The Sufficiency question asks, “Do we have enough to achieve our goals?” In particular, is there enough potential in the portfolio of innovations, new products and process improvements to give the organization a good chance to hit its growth targets? Simple roll-ups rarely address this issue because project uncertainty often makes portfolio forecasts seem unreliable, which creates executive discomfort about having enough.
Most portfolio evaluation tools don’t provide clarity and confidence about the portfolio’s value and range of financial performance over time. Addressing Sufficiency requires clearly understanding the uncertain performance of the portfolio over time relative to goals. A good portfolio process shines a (sometimes painful) spotlight on the gaps between uncertain performance and goals over time, which motivates and enables real choice.
A good portfolio management tool kit builds uncertainty into project forecasts and rolls them up into an overall portfolio forecast. Because it factors in uncertainty, the portfolio forecast will show ranges of possible results and highlight risk areas, including when potential gaps between results and goals might occur and how deep those gaps might be. As a happy side effect, the process may also show unexpected upside—many feared gaps may not actually be real.
In most cases, executives realize they can meet their goals with fewer projects, resulting in better portfolio focus, less clutter, and stronger growth.
Most portfolios are cluttered with uninspiring and mediocre projects, each of which serves a perceived tactical need.
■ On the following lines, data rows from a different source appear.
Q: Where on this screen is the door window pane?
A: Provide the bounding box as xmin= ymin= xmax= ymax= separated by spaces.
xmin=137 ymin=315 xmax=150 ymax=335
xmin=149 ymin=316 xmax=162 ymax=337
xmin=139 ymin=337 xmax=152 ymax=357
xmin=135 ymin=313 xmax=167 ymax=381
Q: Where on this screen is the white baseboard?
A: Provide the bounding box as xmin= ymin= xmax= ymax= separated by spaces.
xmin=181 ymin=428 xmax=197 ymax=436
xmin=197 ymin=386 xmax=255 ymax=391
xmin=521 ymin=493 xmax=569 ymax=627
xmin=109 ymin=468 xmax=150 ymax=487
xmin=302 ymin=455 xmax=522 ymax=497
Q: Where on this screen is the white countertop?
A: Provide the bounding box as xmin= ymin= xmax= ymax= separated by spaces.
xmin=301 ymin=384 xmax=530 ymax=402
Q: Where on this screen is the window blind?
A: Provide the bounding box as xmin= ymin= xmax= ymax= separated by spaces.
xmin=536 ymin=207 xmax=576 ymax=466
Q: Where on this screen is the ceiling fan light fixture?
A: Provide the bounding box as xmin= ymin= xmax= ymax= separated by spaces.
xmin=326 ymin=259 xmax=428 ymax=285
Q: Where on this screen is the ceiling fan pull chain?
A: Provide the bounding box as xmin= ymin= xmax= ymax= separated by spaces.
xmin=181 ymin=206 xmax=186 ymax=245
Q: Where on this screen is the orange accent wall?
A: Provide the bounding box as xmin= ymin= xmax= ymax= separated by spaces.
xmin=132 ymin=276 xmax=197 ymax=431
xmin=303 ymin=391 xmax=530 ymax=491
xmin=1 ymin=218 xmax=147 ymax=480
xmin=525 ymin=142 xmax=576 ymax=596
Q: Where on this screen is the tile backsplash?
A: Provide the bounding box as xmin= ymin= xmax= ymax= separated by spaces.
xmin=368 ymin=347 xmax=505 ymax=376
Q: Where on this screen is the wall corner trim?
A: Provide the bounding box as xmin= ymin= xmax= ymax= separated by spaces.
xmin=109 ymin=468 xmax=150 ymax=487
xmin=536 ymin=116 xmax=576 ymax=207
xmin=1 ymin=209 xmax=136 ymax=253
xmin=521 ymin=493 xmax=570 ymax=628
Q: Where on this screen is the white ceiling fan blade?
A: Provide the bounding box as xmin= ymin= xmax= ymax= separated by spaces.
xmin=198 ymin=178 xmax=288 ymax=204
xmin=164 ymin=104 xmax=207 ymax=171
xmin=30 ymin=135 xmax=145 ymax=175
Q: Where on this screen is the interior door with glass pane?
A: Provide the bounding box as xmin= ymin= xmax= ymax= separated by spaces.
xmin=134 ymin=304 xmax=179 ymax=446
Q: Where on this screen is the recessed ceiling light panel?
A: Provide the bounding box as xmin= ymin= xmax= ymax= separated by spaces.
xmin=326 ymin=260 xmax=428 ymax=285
Often projects are given priority based on “strategic” handwaving that clouds the issue. Sometimes internal champions exploit company politics to ensure their projects keep their funding and stay on the development schedule. But these methods of assigning importance often ignore the significance of the project.
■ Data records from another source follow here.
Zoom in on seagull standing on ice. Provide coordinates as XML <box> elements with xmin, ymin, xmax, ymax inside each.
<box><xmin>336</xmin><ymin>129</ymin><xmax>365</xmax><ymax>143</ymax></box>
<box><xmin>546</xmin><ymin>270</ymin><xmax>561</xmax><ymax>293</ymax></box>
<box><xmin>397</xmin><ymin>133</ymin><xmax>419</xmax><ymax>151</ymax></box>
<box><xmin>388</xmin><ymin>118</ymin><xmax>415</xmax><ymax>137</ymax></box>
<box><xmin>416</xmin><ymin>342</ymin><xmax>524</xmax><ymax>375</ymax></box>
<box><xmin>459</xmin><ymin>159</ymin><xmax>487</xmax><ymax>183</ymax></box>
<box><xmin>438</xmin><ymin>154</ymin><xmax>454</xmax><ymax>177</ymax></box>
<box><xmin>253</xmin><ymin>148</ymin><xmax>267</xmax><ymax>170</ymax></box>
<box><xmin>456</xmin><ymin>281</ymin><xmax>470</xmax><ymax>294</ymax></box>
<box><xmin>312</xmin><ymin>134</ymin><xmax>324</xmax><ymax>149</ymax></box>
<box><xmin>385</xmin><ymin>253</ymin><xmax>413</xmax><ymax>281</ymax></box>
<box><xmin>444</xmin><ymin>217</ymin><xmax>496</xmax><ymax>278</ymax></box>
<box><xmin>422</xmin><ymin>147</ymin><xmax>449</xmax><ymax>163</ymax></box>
Figure 2. Significant projects have high expected value and/or high upside potential.
While clutter projects often seem inexpensive taken individually, this misses their opportunity cost: time and attention spent on small projects distracts from significant projects. These insignificant projects won’t move the needle for our goals or inspire our people to do something great. However, they will take actual management attention and other resources away from to other projects that could create real upside for our company. All insignificant, unimportant projects are just clutter. And many tactically important projects are also clutter, but we just don’t realize it because we don’t see their low significance.
Removing clutter from a portfolio allows us to focus on the projects that matter, ones that will make substantive contributions to achieving our goals. That includes not just managing to realize the expected value of the project as it stands today, but looking for ways to drive the value of the project to the upside that we believe is achievable.